Он резко оглянулся и вздрогнул.
Его окликнула Ася. Она скрывалась в каких-нибудь полутора — двух шагах от него. Но Тимку ошеломило еще и другое: Ася пряталась в «Ромбе»! Услышав ее оклик, он бросил взгляд в сторону Летучих скал и мгновенно вспомнил, что было связано с этим гротом, что означал странный пеленг отца. Именно с этого места, как ниоткуда больше, четыре сосны-рыбачки сливались в одну. И очертания ее сильно напоминали фигуру молодой женщины с развевающимся на ветру подолом юбки! Отец говорил: «Слабые не выдержали, ушли. Но одна, самая преданная, осталась…» Отец был страшным выдумщиком! Жаль, что Тимка частенько слушал его лишь краем уха…
Все это молнией промелькнуло в его голове, пока он переводил взгляд сначала в сторону откоса, где рыли немцы, потом на Шавырина, который вылез наружу из первой щели и, удостоверившись, что Тимка здесь, уже вползал на четвереньках в следующую…
— Молчи, Ася!

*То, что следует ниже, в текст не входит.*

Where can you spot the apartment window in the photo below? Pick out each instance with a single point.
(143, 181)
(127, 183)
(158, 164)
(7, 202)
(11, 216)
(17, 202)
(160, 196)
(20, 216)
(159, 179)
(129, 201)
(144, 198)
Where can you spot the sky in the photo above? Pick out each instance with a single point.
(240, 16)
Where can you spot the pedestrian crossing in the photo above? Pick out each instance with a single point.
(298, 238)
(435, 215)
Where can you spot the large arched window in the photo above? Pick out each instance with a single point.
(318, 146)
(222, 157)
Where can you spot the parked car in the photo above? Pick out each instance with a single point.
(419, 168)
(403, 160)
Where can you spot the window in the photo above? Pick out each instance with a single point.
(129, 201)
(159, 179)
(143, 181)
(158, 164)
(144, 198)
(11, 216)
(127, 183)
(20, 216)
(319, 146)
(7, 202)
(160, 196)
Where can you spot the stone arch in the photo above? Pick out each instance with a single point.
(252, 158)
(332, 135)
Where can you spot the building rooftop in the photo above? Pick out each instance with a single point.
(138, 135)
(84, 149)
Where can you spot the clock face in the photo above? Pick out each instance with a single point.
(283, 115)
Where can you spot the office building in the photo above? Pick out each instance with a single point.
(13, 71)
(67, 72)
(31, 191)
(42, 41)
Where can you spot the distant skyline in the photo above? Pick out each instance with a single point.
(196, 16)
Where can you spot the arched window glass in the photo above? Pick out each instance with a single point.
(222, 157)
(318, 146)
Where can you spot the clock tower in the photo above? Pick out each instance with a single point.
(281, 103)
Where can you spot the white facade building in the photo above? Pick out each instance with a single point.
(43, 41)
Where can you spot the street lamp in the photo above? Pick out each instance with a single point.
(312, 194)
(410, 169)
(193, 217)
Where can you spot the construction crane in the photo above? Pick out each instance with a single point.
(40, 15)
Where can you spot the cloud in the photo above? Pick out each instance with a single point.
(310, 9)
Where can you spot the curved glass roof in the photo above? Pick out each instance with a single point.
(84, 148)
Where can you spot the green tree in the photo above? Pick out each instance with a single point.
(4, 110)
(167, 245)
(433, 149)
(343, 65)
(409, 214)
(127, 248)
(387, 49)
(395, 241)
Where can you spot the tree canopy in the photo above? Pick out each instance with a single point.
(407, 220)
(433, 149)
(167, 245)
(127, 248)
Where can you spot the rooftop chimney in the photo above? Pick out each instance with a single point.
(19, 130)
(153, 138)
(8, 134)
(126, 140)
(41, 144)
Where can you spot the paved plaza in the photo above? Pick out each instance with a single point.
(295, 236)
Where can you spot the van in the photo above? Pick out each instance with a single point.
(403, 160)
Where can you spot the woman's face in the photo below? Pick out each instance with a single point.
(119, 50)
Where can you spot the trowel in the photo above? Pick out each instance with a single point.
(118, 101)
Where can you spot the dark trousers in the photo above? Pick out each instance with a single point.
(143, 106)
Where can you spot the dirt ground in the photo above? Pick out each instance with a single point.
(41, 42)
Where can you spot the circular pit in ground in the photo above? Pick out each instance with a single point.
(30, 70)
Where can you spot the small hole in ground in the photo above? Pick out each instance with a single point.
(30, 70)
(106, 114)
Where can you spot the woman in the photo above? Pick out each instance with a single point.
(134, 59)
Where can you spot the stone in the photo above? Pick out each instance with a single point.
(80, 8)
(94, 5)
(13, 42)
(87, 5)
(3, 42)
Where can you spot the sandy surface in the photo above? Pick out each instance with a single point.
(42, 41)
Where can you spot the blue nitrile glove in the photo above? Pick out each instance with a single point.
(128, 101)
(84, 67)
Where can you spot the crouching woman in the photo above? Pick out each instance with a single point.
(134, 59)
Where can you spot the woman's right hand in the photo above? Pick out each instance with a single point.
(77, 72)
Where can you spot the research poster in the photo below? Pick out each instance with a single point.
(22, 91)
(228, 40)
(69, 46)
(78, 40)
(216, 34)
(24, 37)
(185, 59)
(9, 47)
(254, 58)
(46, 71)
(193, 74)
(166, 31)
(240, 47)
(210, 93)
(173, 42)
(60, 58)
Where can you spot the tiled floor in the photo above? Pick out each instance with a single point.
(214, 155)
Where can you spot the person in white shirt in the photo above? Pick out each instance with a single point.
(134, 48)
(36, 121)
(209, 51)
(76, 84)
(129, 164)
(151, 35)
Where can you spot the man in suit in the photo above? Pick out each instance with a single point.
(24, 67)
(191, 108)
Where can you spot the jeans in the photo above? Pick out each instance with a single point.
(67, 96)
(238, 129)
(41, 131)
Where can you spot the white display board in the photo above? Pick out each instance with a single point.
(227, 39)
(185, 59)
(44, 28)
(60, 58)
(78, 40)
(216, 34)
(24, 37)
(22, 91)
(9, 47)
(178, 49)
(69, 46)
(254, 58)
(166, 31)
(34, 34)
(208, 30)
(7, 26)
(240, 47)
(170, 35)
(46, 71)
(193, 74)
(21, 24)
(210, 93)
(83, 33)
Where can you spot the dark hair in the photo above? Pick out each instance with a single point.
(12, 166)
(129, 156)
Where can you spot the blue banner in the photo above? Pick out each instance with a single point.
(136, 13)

Слушай внимательно и молчи! — приказал Тимка, не выпуская из-под наблюдения весь гребень склона, где вот-вот мог появиться штурмбанфюрер с матросами. Дернул тельняшку из-под ремня, чтобы веревка упала на землю. Ногой затолкнул ее под куст. — Слушай, Ася! Запоминай все до слова, повторить я не смогу! Как только стемнеет, привяжешь эту веревку к самой крайней сосне и спустишь на корабль! Если сможешь, Ася! Повторяю: если будет можно! А теперь главное! В левом углу этого грота… — Для отвода глаз он рвал и пихал в рот горькие волчьи ягоды. Выплевывал и рвал снова. — В левом углу твоего грота зарыт ящичек-рация и еще, наверно, пакет! Ночью, Ася, — ты слышишь меня? — возьми это все и пробирайся в лес, ты должна пробраться! Уходи сначала по склону, потом напрямую! Будь осторожна у шоссе! Тебя остановят в лесу: «Кто идет?» Спросишь: «Вы ждете кого-нибудь?» Тебе ответят: «Мы ждем Асю со «Штормового». Тогда скажешь: «Ее зовут Ася Вагина». Тебя проведут, куда надо. Запомни, Ася, это главное для тебя: уходи сразу! Если не увидимся, прощай!.. — Он сделал шаг прочь от Асиного убежища, но задержался, когда что-то слабо пискнуло в кустах. — Еще, Ася… Я тогда не хотел тебя ударить, честное слово!.. Это нечаянно… Прощай!
И Тимка полез напропалую в сторону от Летучих скал. Глаза его заволокли слезы, оглушающе колотилось сердце и, ослепленный, полубезумный от хмельного счастья свершения, он рвался через кусты, полосуя на клочья брюки, обдирая кожанку, — подальше от Аси, в сторону от Шавырина. И яростно свистел в ушах ветер: «Все!» И ударяло о берег море внизу: «Все!» И стонали сосны на гребне: «Все!» А может, это его беззвучный крик — тот крик, что наполнял душу, мозг, сердце, — воплотился в свист ветра, в грохот прибоя, в пение сосен на гребне: «Все!»